Un autre critique était Judith Curry, physicienne de l'atmosphère au Georgia Institute of Technology. Elle s'est longtemps inquiétée de l'état de l'atmosphère et a estimé que l'article devait être publié, car "la confrontation a un effet néfaste sur la climatologie, et elle a besoin de sang de son nez pour les physiciens". Après trois ans de débat, le rédacteur en chef du magazine a rejeté la recommandation de Held et a publié l'article. Mais en même temps, il a noté que la publication ne peut pas être considérée comme une approbation, mais qu'elle servira de dialogue scientifique sur une théorie controversée - pour la confirmer ou la réfuter.

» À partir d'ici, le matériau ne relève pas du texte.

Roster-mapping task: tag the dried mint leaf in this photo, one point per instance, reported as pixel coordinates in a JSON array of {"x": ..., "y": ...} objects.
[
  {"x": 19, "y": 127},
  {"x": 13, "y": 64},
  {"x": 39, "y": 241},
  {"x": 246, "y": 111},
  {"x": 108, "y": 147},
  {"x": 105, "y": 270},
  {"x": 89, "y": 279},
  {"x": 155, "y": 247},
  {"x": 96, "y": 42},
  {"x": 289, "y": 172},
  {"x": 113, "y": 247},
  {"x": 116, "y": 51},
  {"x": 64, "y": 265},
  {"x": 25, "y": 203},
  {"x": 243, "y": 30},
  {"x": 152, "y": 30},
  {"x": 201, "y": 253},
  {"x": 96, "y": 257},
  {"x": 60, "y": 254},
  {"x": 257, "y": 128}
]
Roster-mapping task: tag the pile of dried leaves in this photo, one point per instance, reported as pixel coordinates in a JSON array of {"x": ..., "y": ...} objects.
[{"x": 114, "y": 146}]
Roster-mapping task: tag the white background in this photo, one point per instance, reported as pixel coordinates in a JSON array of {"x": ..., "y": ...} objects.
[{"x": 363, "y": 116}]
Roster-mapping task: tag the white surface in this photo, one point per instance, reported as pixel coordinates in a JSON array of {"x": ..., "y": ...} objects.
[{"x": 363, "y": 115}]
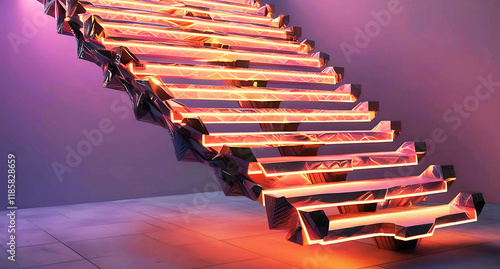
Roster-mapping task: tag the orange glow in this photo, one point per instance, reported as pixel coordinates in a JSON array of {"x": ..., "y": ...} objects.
[
  {"x": 216, "y": 5},
  {"x": 188, "y": 23},
  {"x": 214, "y": 54},
  {"x": 198, "y": 38},
  {"x": 278, "y": 139},
  {"x": 258, "y": 94},
  {"x": 173, "y": 9},
  {"x": 223, "y": 73},
  {"x": 250, "y": 115},
  {"x": 406, "y": 217}
]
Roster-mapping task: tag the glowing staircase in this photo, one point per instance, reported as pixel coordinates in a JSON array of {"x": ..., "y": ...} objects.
[{"x": 142, "y": 46}]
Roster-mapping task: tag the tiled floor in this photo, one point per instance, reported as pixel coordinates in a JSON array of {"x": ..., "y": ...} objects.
[{"x": 209, "y": 230}]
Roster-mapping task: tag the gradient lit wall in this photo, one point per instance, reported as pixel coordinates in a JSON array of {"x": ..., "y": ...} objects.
[{"x": 433, "y": 64}]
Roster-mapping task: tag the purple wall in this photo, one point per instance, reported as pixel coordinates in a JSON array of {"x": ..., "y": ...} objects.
[{"x": 426, "y": 65}]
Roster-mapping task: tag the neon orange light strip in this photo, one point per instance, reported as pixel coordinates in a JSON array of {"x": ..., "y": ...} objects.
[
  {"x": 183, "y": 10},
  {"x": 249, "y": 115},
  {"x": 212, "y": 54},
  {"x": 217, "y": 5},
  {"x": 176, "y": 36},
  {"x": 187, "y": 22},
  {"x": 327, "y": 76},
  {"x": 258, "y": 94},
  {"x": 289, "y": 165},
  {"x": 279, "y": 139}
]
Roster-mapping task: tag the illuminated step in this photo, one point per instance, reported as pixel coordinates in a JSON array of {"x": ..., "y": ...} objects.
[
  {"x": 385, "y": 131},
  {"x": 263, "y": 11},
  {"x": 345, "y": 93},
  {"x": 162, "y": 50},
  {"x": 192, "y": 23},
  {"x": 408, "y": 154},
  {"x": 119, "y": 29},
  {"x": 402, "y": 223},
  {"x": 363, "y": 112},
  {"x": 184, "y": 10},
  {"x": 329, "y": 75},
  {"x": 256, "y": 3},
  {"x": 282, "y": 204}
]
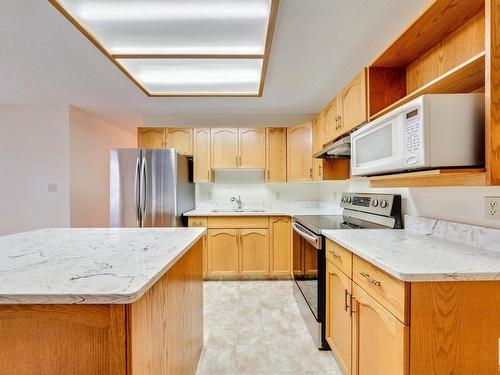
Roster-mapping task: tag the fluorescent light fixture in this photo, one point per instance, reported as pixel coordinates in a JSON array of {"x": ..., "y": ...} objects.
[
  {"x": 181, "y": 47},
  {"x": 196, "y": 76}
]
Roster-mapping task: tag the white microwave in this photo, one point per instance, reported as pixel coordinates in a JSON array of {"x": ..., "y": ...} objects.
[{"x": 431, "y": 131}]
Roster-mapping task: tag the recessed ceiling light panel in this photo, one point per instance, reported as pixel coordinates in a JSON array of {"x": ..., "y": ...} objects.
[
  {"x": 141, "y": 36},
  {"x": 196, "y": 76}
]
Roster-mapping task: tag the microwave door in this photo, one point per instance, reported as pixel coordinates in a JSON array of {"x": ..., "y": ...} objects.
[{"x": 378, "y": 147}]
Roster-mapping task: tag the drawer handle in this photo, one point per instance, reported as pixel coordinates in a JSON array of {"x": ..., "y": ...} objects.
[
  {"x": 335, "y": 255},
  {"x": 371, "y": 279}
]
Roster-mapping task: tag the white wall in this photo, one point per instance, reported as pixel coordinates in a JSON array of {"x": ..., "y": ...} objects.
[
  {"x": 90, "y": 140},
  {"x": 34, "y": 150}
]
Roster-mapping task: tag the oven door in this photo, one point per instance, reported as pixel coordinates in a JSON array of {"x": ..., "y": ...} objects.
[
  {"x": 379, "y": 146},
  {"x": 309, "y": 275}
]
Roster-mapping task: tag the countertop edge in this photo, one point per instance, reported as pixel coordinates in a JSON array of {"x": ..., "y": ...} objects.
[
  {"x": 416, "y": 278},
  {"x": 99, "y": 299}
]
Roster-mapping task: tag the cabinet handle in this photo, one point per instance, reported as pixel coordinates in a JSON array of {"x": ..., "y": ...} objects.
[
  {"x": 371, "y": 279},
  {"x": 335, "y": 255}
]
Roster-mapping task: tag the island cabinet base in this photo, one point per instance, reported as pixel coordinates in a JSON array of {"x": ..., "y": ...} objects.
[{"x": 161, "y": 333}]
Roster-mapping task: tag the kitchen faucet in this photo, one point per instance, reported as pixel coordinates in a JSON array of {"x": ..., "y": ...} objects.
[{"x": 238, "y": 202}]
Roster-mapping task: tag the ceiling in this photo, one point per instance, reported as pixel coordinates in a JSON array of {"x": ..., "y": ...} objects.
[{"x": 318, "y": 46}]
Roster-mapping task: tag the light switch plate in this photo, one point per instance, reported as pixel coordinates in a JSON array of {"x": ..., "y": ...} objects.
[{"x": 492, "y": 208}]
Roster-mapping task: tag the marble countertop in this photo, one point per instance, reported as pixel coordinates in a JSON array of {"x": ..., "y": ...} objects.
[
  {"x": 418, "y": 257},
  {"x": 88, "y": 266},
  {"x": 273, "y": 208}
]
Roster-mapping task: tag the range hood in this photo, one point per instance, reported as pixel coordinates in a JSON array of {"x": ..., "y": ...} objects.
[{"x": 338, "y": 149}]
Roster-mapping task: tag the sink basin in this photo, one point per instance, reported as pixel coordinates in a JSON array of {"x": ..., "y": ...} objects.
[{"x": 235, "y": 210}]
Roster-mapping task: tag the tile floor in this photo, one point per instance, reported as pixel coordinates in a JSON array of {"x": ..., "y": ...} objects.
[{"x": 255, "y": 327}]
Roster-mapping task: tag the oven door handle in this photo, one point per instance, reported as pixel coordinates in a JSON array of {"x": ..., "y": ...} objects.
[{"x": 307, "y": 236}]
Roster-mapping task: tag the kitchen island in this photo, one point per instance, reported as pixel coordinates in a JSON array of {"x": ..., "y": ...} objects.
[{"x": 101, "y": 301}]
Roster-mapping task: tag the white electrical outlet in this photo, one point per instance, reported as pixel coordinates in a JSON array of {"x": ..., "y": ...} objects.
[{"x": 492, "y": 208}]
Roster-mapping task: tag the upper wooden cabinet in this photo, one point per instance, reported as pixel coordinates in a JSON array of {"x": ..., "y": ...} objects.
[
  {"x": 252, "y": 148},
  {"x": 299, "y": 152},
  {"x": 224, "y": 147},
  {"x": 180, "y": 139},
  {"x": 351, "y": 102},
  {"x": 150, "y": 137},
  {"x": 201, "y": 155},
  {"x": 330, "y": 122},
  {"x": 275, "y": 154},
  {"x": 317, "y": 145}
]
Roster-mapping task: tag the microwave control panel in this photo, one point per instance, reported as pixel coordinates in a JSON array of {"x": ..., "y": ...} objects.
[{"x": 413, "y": 134}]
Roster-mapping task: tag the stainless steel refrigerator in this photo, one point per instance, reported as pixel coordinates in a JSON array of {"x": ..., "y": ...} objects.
[{"x": 150, "y": 188}]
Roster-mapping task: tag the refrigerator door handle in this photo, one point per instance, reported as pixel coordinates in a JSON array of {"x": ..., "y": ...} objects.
[
  {"x": 144, "y": 190},
  {"x": 137, "y": 190}
]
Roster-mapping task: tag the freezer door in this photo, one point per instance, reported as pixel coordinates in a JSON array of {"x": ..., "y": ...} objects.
[
  {"x": 158, "y": 187},
  {"x": 124, "y": 187}
]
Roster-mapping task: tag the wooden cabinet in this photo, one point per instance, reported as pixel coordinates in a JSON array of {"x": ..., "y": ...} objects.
[
  {"x": 276, "y": 154},
  {"x": 380, "y": 341},
  {"x": 201, "y": 155},
  {"x": 317, "y": 145},
  {"x": 331, "y": 123},
  {"x": 280, "y": 246},
  {"x": 254, "y": 252},
  {"x": 180, "y": 139},
  {"x": 299, "y": 151},
  {"x": 252, "y": 148},
  {"x": 150, "y": 137},
  {"x": 352, "y": 106},
  {"x": 222, "y": 256},
  {"x": 338, "y": 316},
  {"x": 224, "y": 148}
]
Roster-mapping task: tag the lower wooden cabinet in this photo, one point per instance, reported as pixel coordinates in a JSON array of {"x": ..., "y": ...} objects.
[
  {"x": 254, "y": 252},
  {"x": 222, "y": 255},
  {"x": 280, "y": 229},
  {"x": 380, "y": 340},
  {"x": 338, "y": 316}
]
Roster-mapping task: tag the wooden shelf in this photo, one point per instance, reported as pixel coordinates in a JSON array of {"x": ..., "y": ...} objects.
[
  {"x": 438, "y": 21},
  {"x": 465, "y": 77},
  {"x": 432, "y": 178}
]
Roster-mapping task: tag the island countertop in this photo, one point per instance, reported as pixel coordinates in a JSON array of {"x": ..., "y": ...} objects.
[{"x": 88, "y": 265}]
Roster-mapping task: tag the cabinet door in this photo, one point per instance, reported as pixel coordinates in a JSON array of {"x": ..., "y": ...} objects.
[
  {"x": 180, "y": 139},
  {"x": 224, "y": 148},
  {"x": 275, "y": 154},
  {"x": 299, "y": 151},
  {"x": 281, "y": 246},
  {"x": 331, "y": 123},
  {"x": 150, "y": 137},
  {"x": 222, "y": 257},
  {"x": 352, "y": 99},
  {"x": 201, "y": 155},
  {"x": 338, "y": 317},
  {"x": 252, "y": 148},
  {"x": 317, "y": 145},
  {"x": 254, "y": 252},
  {"x": 380, "y": 341}
]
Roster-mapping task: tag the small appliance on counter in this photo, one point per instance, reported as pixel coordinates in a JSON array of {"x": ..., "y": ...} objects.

Depuis lors, aucune confirmation ou réfutation n'a été faite - la confrontation s'est poursuivie. Le simulateur climatique de l'Université de Columbia, Gavin Schmidt, a déclaré: "Ce n'est qu'un non-sens." Les auteurs répondent ainsi aux critiques: « En fait, à cause des mathématiques, ils ne sont pas sûrs que cela vaut la peine de continuer le dialogue. Le météorologue brésilien et chef du Centre national de surveillance et de prévention des catastrophes naturelles, José Marengo, déclare: « Je pense que la pompe existe, mais maintenant tout est au niveau de la théorie. Les experts en modèles climatiques ne l'ont pas accepté, mais les Russes sont les meilleurs théoriciens du monde, donc des expériences de terrain appropriées doivent être menées pour tout tester. » Mais jusqu'à présent, personne, pas même Makarieva elle-même, n'a proposé de telles expériences.

Pour sa part, Makarieva s'appuie sur la théorie, affirmant dans une série de travaux récents que le même mécanisme peut affecter les cyclones tropicaux - ils sont entraînés par la chaleur libérée lorsque l'humidité se condense au-dessus de l'océan. Dans le journal Atmospheric Research 2017, elle et ses collègues ont suggéré que les pompes biotiques en forme de forêt aspirent l'air riche en humidité des origines des cyclones. Cela, dit-elle, explique pourquoi les cyclones se forment rarement dans l'océan Atlantique Sud: les forêts tropicales humides de l'Amazonie et du Congo drainent tellement d'humidité qu'il en reste trop peu pour les ouragans.

Kerry Emanuel, chercheur en chef sur les ouragans au MIT, déclare que les effets proposés sont « importants, mais négligeables ». Il préfère d'autres explications à l'absence d'ouragans dans l'Atlantique Sud, par exemple, les eaux fraîches de la région libèrent moins d'humidité dans l'air, et ses vents forts empêchent la formation de cyclones. Makarieva, pour sa part, rejette également les traditionalistes, estimant que certaines des théories existantes sur l'intensité des ouragans « contredisent les lois de la thermodynamique ». Elle a un autre article dans le Journal of Atmospheric Sciences - en attente de révision. « Nous craignons que, malgré le soutien de l'éditeur, notre travail soit à nouveau rejeté », dit-elle.

Bien qu'en Occident les idées de Makaryeva soient considérées comme marginales, en Russie elles prennent progressivement racine. L'année dernière, le gouvernement a lancé un dialogue public sur la révision des lois forestières. À l'exception des anciennes zones protégées, les forêts russes sont ouvertes à l'exploitation commerciale, mais le gouvernement et l'Agence fédérale des forêts envisagent une nouvelle catégorie - les forêts de protection climatique. « Certains dans notre service forestier sont impressionnés par l'idée de la pompe biotique et souhaitent introduire une nouvelle catégorie », dit-elle. L'idée a également été soutenue par l'Académie des sciences de Russie. Makarieva dit que faire partie du consensus, et non être un éternel étranger, est nouveau et inhabituel.

Cet été, son voyage dans les forêts du nord a été perturbé par l'épidémie de coronavirus et la quarantaine. Chez elle à Saint-Pétersbourg, elle s'est assise pour une autre série d'objections de critiques anonymes. Elle est convaincue que la théorie de la pompe prévaudra tôt ou tard. « Il y a une inertie naturelle dans la science », dit-elle. Avec un humour russe noir, elle rappelle les mots du légendaire physicien allemand Max Planck, qui donna la célèbre description des progrès de la science: « une série d'enterrements ».